MNS IDM'2000 Project Report Format

AUTOMATED STRUCTURING OF TEXT INFORMATION

PI: Ralph Grishman

Co-PI: Satoshi Sekine

Computer Science Department
New York University

Contact Information

Prof. Ralph Grishman
Computer Science Department
New York University
715 Broadway, 7th Floor
New York, NY 10003
Phone: (212) 998-3497
Fax : (212) 995-4123
Email: grishman@cs.nyu.edu

PROJECT WWW PAGE

cs.nyu.edu/cs/projects/proteus

Project Award Information

Award Number: IIS-0081962
Duration: 09/01/00 - 08/31/03
Title: Automated Structuring of Text Information

Keywords

information extraction, information access

Research Goals

At present, access to the information in large-scale text collections is largely limited to keyword-based searches which retrieve entire documents or passages. While such tools are often satisfactory in retrieving information on general topics, they provide little support for accessing information involving specific relationships, events, or facts.

Information extraction technology offers the possibility of creating structured, tabular representations of selected relations from large text collections --- representations which can support more detailed document querying. Until now, however, developing extraction systems for a broad range of relations has been too expensive and time-consuming to consider its use in this way. Recent developments in extraction system customization offer the promise of substantially easing this task, and so making this approach to document indexing feasible.

This research project will

use corpus-based techniques to automatically identify the most common relationships within a sublanguage (the set of texts concerning a particular subject matter)
use corpus-based methods to identify the different ways in which these relations can be expressed in the text
construct extraction systems which will extract information about these relationships from new text, building tabular summaries
provide a user interface for querying these relationships and accessing the underlying documents

Taken together, these tools should offer significant new capabilities for accessing the information in large text collections.

Current Research Activities

Our focus during the first half year of this grant has been on the algorithms and infrastructure for discovering the primary patterns of a sublanguage.

Pattern discovery is a bootstrapping process which begins with the identification of some major semantic classes in the domain and some members of these classes. A sample of text in the sublanguage is tagged with these classes. The sample is then analyzed syntactically and all possible patterns (e.g., subject-verb-object patterns) are extracted. Patterns which appear in the sample with high frequency, and in particular with high frequency relative to text outside the sublanguage, are identified. These patterns may lead to the augmentation of the semantic classes and thence further pattern discovery.

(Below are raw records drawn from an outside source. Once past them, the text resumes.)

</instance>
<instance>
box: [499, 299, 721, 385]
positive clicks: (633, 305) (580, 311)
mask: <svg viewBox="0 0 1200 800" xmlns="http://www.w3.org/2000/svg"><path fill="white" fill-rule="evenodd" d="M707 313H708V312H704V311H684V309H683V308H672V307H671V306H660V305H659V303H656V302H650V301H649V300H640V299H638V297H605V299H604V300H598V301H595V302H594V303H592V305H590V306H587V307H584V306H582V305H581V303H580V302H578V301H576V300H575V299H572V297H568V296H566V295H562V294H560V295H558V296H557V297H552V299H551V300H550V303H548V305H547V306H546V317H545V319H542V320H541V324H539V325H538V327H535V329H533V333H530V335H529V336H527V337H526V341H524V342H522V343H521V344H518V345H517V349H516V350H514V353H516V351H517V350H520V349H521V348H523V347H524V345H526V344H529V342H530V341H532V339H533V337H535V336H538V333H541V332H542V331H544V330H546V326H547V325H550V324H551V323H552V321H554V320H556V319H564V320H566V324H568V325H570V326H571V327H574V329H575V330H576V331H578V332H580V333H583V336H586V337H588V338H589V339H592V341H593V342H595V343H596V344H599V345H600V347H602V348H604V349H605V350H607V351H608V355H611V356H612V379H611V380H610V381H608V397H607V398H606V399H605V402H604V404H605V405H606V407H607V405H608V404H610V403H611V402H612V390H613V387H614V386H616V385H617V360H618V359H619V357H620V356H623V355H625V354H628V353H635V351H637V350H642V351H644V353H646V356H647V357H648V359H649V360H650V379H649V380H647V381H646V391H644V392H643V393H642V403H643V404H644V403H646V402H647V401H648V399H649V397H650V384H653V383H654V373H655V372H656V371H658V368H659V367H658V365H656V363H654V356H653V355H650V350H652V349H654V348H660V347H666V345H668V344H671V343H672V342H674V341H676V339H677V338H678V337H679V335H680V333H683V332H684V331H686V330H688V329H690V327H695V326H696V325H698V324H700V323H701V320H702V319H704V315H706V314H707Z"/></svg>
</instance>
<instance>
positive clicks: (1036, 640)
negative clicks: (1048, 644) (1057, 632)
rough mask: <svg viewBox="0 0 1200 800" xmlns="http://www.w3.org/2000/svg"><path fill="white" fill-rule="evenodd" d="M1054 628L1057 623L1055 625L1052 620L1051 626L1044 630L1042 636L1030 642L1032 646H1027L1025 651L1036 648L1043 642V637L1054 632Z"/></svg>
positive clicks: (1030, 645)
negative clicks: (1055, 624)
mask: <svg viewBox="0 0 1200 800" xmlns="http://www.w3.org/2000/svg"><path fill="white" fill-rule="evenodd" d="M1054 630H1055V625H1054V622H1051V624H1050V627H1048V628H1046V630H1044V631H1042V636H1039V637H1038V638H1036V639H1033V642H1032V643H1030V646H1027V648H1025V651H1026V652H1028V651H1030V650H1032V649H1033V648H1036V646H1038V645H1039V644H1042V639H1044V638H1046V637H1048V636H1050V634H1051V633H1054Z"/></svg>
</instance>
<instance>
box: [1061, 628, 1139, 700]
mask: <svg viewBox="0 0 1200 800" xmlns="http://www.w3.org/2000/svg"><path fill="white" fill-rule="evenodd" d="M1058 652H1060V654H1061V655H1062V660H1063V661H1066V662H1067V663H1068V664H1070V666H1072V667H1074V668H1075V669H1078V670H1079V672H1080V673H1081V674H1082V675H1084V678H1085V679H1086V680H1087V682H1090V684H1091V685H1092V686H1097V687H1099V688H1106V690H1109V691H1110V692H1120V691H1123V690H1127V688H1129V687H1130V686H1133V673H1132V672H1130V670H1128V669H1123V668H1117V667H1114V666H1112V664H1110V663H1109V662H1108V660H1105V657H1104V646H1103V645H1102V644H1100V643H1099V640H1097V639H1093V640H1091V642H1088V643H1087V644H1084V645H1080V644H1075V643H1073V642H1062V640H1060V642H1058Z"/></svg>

Work over the past year, on English texts from several topic areas, has demonstrated the general efficacy of this approach [1]. In particular, we have succeeded in using these patterns to create information extraction systems for one of these topics [2]. More recently, these discovery methods have been extended to Japanese [3]. Some of the modifications needed to accomodate Japanese have provided insights which may allow us to generalize the methodology for English; we intend to explore this over the next few months.

Effective pattern discovery requires a uniform representation of the syntactic relations in text. The greater the degree to which these relations are normalized (by identifying 'logical syntactic relations' and filling syntactic 'gaps'), the more successful discovery will be. The best syntactic analyzers for English, however, based on the Penn Tree Bank, produce an augmented surface representation. We have produced a procedure for transforming this representation into one which is more heavily normalized. We intend to use this representation over the next year for our discovery procedures.

Project References

[1] Roman Yangarber, Ralph Grishman, Pasi Tapanainen, and Silja Huttunen. Unsupervised Discovery of Scenario-Level Patterns for Information Extraction. Proc. Sixth Applied Natural Language Processing Conf., Seattle, WA, April-May, 2000, 282-289.

[2] Roman Yangarber, Ralph Grishman, Pasi Tapanainen, and Silja Huttunen. Automatic Acquisition of Domain Knowledge for Information Extraction. Proc. 18th Int'l Conf. on Computational Linguistics (COLING 2000), Saarbrücken, Germany, July-August 2000, 940-946.

[3] Kiyoshi Sudo, Satoshi Sekine, and Ralph Grishman. Automatic Pattern Acquisition for Japanese Information Extraction. Proc. First International Conf. on Human Language Technology Research (HLT 2001), San Diego, CA, March, 2001, 51-58.